DNS still points to the Python proxy. No user traffic flows to alphaswarm-edge yet.

Step 2 — DNS canary 10% (week 7)

Cloudflare Workers + Load Balancer split the apex hostname (alpha-swarm.ai) across the two backends:

# cloudflare/alphaswarm_load_balancer.tf (excerpt)
resource "cloudflare_load_balancer_pool" "alphaswarm_proxy_legacy" {
origins = [{ name = "alphaswarm-client", address = "...", weight = 0.9 }]
}
resource "cloudflare_load_balancer_pool" "alphaswarm_proxy_envoy" {
origins = [{ name = "alphaswarm-edge", address = "...", weight = 0.1 }]
}

Apply via alphaswarm deploy terraform plan apply (NEVER raw terraform apply per AGENTS rule 42).

Verify both pools healthy:

kubectl -n alphaswarm-edge get pods -l app=alphaswarm-edge
kubectl -n alphaswarm-edge get pods -l app=alphaswarm-tenant-router

# Tail tenant-router logs for any 503s / cache misses:
kubectl -n alphaswarm-edge logs -l app=alphaswarm-tenant-router --tail=200 -f

Stop conditions (rollback to 100% legacy):

  • alphaswarm-tenant-router /readyz returns 503 for > 1 minute.
  • Envoy 5xx rate on alphaswarm-edge ingress > 0.5% over a 5-minute window.
  • Any audit event with cell_id IS NULL after the canary starts (indicates the X-AlphaSwarm-Cell header isn't propagating into RequestContext).

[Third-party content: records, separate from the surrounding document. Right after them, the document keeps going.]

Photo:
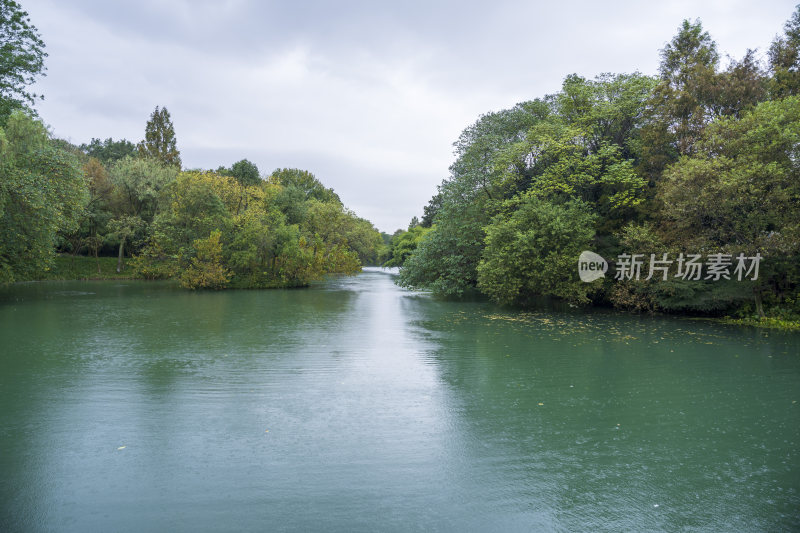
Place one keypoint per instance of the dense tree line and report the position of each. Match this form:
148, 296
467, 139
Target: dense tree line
208, 229
698, 159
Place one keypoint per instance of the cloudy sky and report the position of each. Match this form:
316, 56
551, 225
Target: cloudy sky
369, 96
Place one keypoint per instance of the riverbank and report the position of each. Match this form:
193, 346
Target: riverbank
82, 268
67, 267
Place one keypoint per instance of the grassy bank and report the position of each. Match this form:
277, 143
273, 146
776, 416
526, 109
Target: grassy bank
68, 267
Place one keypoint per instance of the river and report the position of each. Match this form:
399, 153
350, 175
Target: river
355, 405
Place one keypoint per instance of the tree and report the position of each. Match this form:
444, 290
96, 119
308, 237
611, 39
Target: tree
403, 244
138, 184
305, 182
206, 270
739, 193
109, 151
534, 251
21, 58
245, 172
159, 139
686, 93
42, 192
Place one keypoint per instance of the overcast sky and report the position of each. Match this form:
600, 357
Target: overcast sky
369, 96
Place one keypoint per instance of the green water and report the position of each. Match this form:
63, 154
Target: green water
358, 406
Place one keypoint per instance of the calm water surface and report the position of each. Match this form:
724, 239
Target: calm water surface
358, 406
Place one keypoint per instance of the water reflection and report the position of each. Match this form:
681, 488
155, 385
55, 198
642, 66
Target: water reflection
356, 405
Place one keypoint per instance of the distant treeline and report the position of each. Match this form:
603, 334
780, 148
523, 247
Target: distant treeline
697, 160
208, 229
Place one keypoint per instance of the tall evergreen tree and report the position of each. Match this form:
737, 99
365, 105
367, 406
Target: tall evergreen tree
686, 94
159, 139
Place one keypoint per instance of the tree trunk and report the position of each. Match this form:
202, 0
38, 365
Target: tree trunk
121, 251
759, 305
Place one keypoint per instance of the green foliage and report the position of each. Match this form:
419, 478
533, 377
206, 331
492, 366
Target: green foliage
138, 183
403, 244
21, 58
206, 270
159, 139
42, 191
305, 182
695, 161
246, 172
109, 151
533, 248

Step 3 — 50% traffic (week 8)

Cloudflare LB weight: 0.5 / 0.5. Repeat the verification + stop conditions from step 2. Watch the alphaswarm.cell.id distribution in Tempo:

{alphaswarm.cell.id="cell-shared-std-local"} | count_over_time(span_count[5m])

Both routes should converge on the same cell-id distribution.

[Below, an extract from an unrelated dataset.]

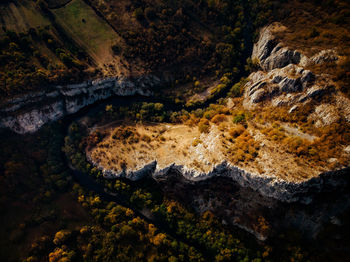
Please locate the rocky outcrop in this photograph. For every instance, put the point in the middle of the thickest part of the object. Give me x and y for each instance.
(272, 54)
(26, 114)
(283, 79)
(285, 191)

Step 4 — 100% traffic (week 9)

Cloudflare LB weight: 0.0 / 1.0. The Python proxy continues to run but receives no live traffic. Keep it running for 7 days as the rollback safety net.

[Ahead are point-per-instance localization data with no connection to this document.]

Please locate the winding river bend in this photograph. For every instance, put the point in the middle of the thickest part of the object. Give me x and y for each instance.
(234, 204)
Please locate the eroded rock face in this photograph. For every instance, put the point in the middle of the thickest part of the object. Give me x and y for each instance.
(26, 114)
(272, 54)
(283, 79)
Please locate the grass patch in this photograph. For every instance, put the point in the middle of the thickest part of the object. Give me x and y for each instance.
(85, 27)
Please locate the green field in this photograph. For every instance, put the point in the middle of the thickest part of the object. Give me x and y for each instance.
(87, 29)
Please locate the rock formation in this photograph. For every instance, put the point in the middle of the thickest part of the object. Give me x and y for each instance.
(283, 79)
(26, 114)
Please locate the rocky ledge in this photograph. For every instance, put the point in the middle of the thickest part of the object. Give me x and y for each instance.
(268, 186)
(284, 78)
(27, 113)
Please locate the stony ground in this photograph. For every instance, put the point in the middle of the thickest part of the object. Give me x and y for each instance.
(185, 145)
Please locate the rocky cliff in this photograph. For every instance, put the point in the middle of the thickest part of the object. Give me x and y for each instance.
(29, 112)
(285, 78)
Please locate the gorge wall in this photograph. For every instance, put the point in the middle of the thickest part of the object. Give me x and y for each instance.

Step 5 — Remove the Python FastAPI proxy (week 10)

This step is intentionally NOT in the Phase 3 PR; it lands as a follow-up after the 7-day soak. The removal removes alphaswarm_platform/build/docker/alphaswarm_client/Dockerfile's FastAPI proxy module (the production stage's uvicorn entrypoint) and strips the /api/*, /ws/*, /manage/*, /static route handlers from alphaswarm/api/main.py.

Tag the last buildable proxy image (alphaswarm-client:proxy-last-stable) before the removal lands so a regression has a known-good rollback target.

Rollback at any step

  • Cloudflare LB weight back to 1.0 / 0.0 — instant traffic drain back to the legacy proxy.
  • kubectl -n alphaswarm-edge scale deployment alphaswarm-edge --replicas=0 prevents Envoy from accepting any traffic even if DNS still points at it.

Phase 3 §6.6 follow-up — the removal PR

The Python proxy lives at alphaswarm/api/proxy.py + the relevant routes in alphaswarm/api/main.py. The Phase 3 §6.6 removal PR:

  1. Cuts the route registrations.
  2. Updates the alphaswarm-client Dockerfile to drop the proxy CMD.
  3. Removes the proxy's tests under tests/api/.
  4. Tags the prior commit alphaswarm-client-proxy-final so a rollback restores the buildable artifact.